The Chem 20 grading curve--significantly out of kilter with normal Harvard grading--illustrates one way in which Harvard reinforces restrictive medical school admissions policies. In view of the tremendous need for well trained and dedicated physicians and health care specialists, the University should encourage, not discourage, pre-medical studies. The completion of the new undergraduate science center provides ample laboratory and lecture facilities; there are enough graduate students to act as qualified section leaders. There is no longer cause--if in fact there ever was--for Harvard to attempt to limit the size of a course that remains mandatory for those wishing to enter medical careers. Required pre-med courses represent a screening procedure in assigning students to the small number of vacancies in the nation's medical schools.
But the problem is more deeply rooted in the existing power structure of the medical profession in this country than in Harvard's complicity in maintaining that order. Medical schools require the five courses because of state licensing requirements which are presumably dictated by the American Medical Association. Virtually all states demand that students take these courses during their residence as undergraduates in order to be licensed to practice after medical school. Therefore a student who enters the College with credit for an Advanced Placement course in one of these sciences must take an upper level course in that subject to fulfill this pointless requirement.
It is presumed that familiarity with the content of introductory courses in these sciences is an aid in the pursuit of medical school studies, but we question their direct value in producing competent practicing physicians. And while we are led to believe that the education offered in this nation's medical schools continues to be the best in the world, we must also question the value of some of the four-year courses of study for producing capable physicians.
It is time for the University to purge itself of its complicity in restricting the number of medical personnel. It is the task of Harvard and the nation's other colleges and universities to take a leading role in abolishing the arbitrary restriction on the number of physicians in this country.

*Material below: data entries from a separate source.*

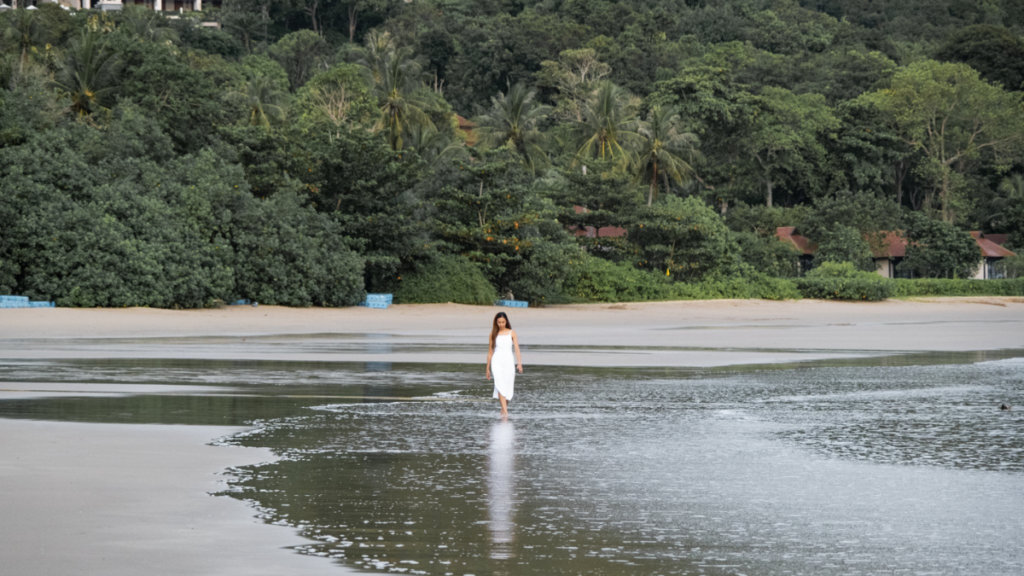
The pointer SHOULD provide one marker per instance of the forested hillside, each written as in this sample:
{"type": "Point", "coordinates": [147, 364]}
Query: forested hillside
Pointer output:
{"type": "Point", "coordinates": [304, 152]}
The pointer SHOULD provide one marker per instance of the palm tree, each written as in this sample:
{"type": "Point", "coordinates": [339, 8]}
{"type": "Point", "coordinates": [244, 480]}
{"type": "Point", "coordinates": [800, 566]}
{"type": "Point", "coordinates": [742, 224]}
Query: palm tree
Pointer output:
{"type": "Point", "coordinates": [665, 151]}
{"type": "Point", "coordinates": [379, 47]}
{"type": "Point", "coordinates": [26, 30]}
{"type": "Point", "coordinates": [88, 74]}
{"type": "Point", "coordinates": [608, 126]}
{"type": "Point", "coordinates": [394, 78]}
{"type": "Point", "coordinates": [262, 100]}
{"type": "Point", "coordinates": [514, 120]}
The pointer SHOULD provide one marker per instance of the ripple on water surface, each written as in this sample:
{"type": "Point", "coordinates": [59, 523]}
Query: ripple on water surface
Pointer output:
{"type": "Point", "coordinates": [818, 470]}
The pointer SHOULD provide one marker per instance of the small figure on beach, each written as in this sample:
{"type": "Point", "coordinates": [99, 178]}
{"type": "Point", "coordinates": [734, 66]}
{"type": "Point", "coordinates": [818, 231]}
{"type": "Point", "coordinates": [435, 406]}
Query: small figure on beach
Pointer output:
{"type": "Point", "coordinates": [501, 362]}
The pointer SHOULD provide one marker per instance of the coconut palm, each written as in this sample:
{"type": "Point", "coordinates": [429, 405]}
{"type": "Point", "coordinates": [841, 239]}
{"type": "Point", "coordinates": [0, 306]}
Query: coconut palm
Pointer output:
{"type": "Point", "coordinates": [262, 99]}
{"type": "Point", "coordinates": [394, 77]}
{"type": "Point", "coordinates": [431, 145]}
{"type": "Point", "coordinates": [609, 124]}
{"type": "Point", "coordinates": [378, 48]}
{"type": "Point", "coordinates": [88, 74]}
{"type": "Point", "coordinates": [514, 120]}
{"type": "Point", "coordinates": [665, 152]}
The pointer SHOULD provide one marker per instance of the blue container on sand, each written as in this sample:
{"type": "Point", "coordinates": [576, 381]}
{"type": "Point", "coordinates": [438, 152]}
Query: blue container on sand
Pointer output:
{"type": "Point", "coordinates": [512, 303]}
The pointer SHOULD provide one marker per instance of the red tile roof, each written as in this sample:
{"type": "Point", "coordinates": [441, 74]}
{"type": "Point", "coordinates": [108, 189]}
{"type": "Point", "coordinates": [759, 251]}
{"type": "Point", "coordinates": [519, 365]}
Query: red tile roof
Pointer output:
{"type": "Point", "coordinates": [785, 235]}
{"type": "Point", "coordinates": [888, 244]}
{"type": "Point", "coordinates": [990, 249]}
{"type": "Point", "coordinates": [999, 239]}
{"type": "Point", "coordinates": [467, 126]}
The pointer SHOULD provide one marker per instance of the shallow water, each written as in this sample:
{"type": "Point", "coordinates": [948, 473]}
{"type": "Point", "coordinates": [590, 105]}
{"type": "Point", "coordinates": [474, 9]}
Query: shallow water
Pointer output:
{"type": "Point", "coordinates": [883, 466]}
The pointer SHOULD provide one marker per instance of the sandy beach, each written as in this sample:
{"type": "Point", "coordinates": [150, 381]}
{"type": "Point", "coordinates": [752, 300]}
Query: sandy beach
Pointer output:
{"type": "Point", "coordinates": [133, 499]}
{"type": "Point", "coordinates": [675, 334]}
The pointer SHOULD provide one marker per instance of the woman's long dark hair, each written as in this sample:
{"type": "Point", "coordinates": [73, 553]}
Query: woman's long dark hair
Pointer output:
{"type": "Point", "coordinates": [494, 328]}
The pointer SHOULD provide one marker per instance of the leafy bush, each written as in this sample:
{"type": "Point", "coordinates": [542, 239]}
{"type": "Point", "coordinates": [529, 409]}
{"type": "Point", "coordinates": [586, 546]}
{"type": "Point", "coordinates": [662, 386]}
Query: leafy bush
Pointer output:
{"type": "Point", "coordinates": [757, 285]}
{"type": "Point", "coordinates": [956, 287]}
{"type": "Point", "coordinates": [446, 279]}
{"type": "Point", "coordinates": [938, 249]}
{"type": "Point", "coordinates": [842, 281]}
{"type": "Point", "coordinates": [844, 244]}
{"type": "Point", "coordinates": [766, 254]}
{"type": "Point", "coordinates": [291, 255]}
{"type": "Point", "coordinates": [685, 238]}
{"type": "Point", "coordinates": [601, 281]}
{"type": "Point", "coordinates": [598, 280]}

The University must produce a new pre-med plan to ameliorate the intense competition that turns many Harvard pre-meds into computers of recall that do not possess dedication to an America of healthier people, but rather, dedication to their individual "professional" careers. Pre-med students taking introductory biology, inorganic chemistry and physics have a choice of two routes to follow, thus alleviating some of the pressure caused by the existence of only one course. But even this system, as now conceived, discourages non-pre-med students and non-science concentrators from studying science except to fulfill lower-level Nat Sci requirements. Harvard is simply playing along with the American Medical Association's twisted conceptions about how to train physicians and restrict their numbers.